When to Consider a Land and Construction Package Instead
If your business has outgrown its current site entirely, buying suitable land and constructing a purpose-built facility through a land and construction package might deliver better value than extending existing premises. This approach works particularly well when your current location has constraints such as limited site area, zoning restrictions, or where the cost of extending approaches what you'd spend on a new build elsewhere.
A business loan structured as a land and build loan lets you purchase the site and fund construction under a single facility. The land component settles first, then construction funding is drawn progressively just like an extension loan. You'll need a larger deposit because lenders typically want 20 to 30 percent for commercial land purchases, but you end up with a facility tailored exactly to your operational needs rather than working within the limitations of an existing structure.
Call one of our team or book an appointment at a time that works for you to discuss whether construction funding for an extension aligns with your business plans and what deposit and documentation you'll need to move forward.
Frequently Asked Questions
How does interest work on a construction loan for an extension?
You only pay interest on the amount drawn down, not the full approved loan. As funds are released in stages throughout construction, your interest charges increase progressively until the full amount is drawn.

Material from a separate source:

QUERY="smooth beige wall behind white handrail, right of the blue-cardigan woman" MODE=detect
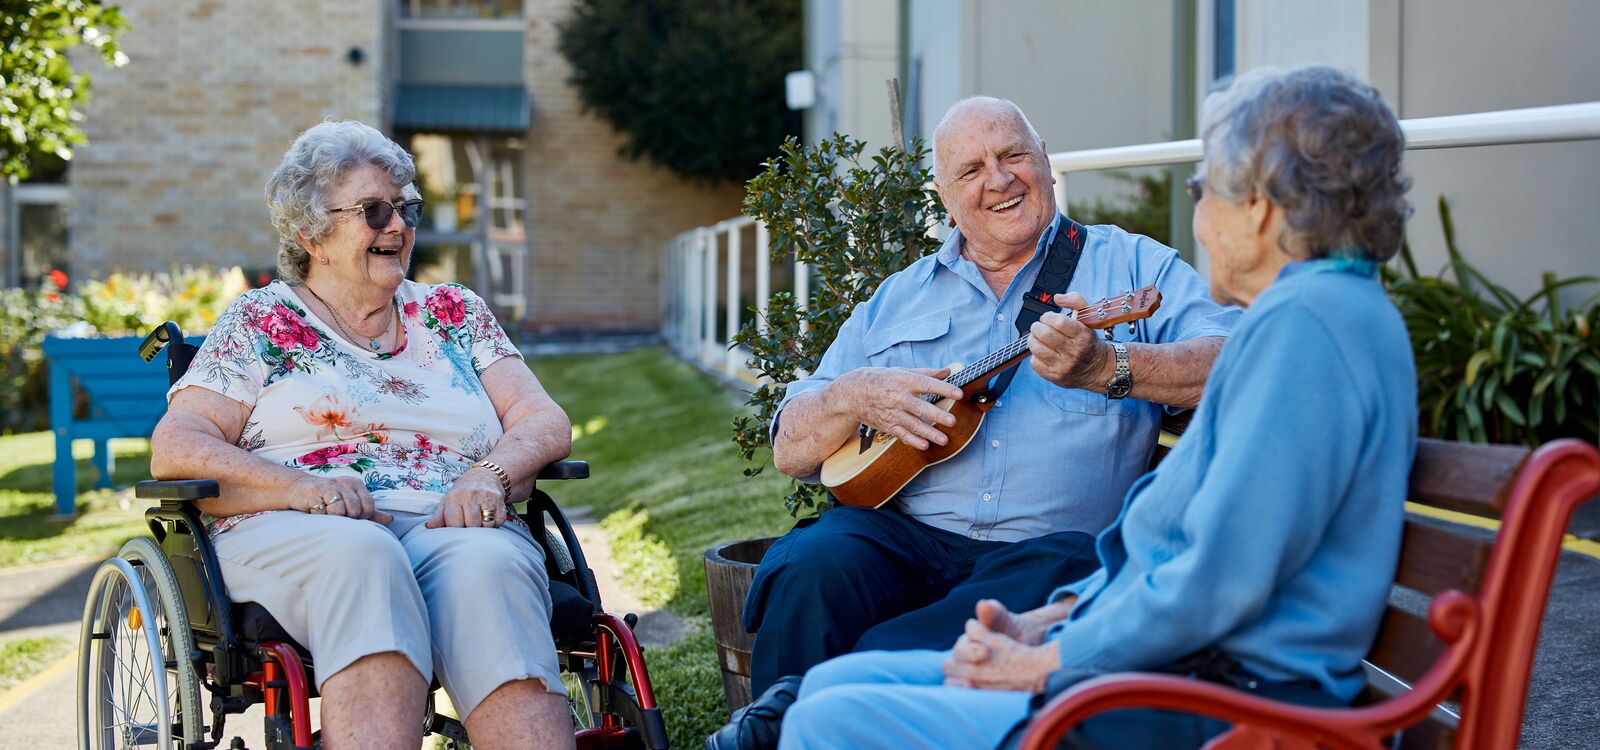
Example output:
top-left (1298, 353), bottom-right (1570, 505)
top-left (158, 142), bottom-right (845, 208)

What is a progressive drawdown and how many stages are involved?
A progressive drawdown releases funds in instalments matched to construction milestones, typically four to six stages. Each stage requires a progress inspection before the lender releases the next payment.
Do I need council approval before applying for construction finance?
Council approval must be in place before the loan can settle and funds can be drawn. Most lenders require approved plans and satisfied conditions before releasing any construction funding.
What's the difference between a fixed price contract and cost plus for extensions?
A fixed price contract locks in the total cost upfront, which lenders prefer. A cost plus contract funds actual costs plus a builder's margin, offering more flexibility but creating uncertainty around the final price.
Can I make interest-only repayments during construction?
Most lenders offer interest-only repayments during the construction phase. Once the extension is complete, the loan typically converts to principal and interest repayments unless you negotiate a further interest-only period.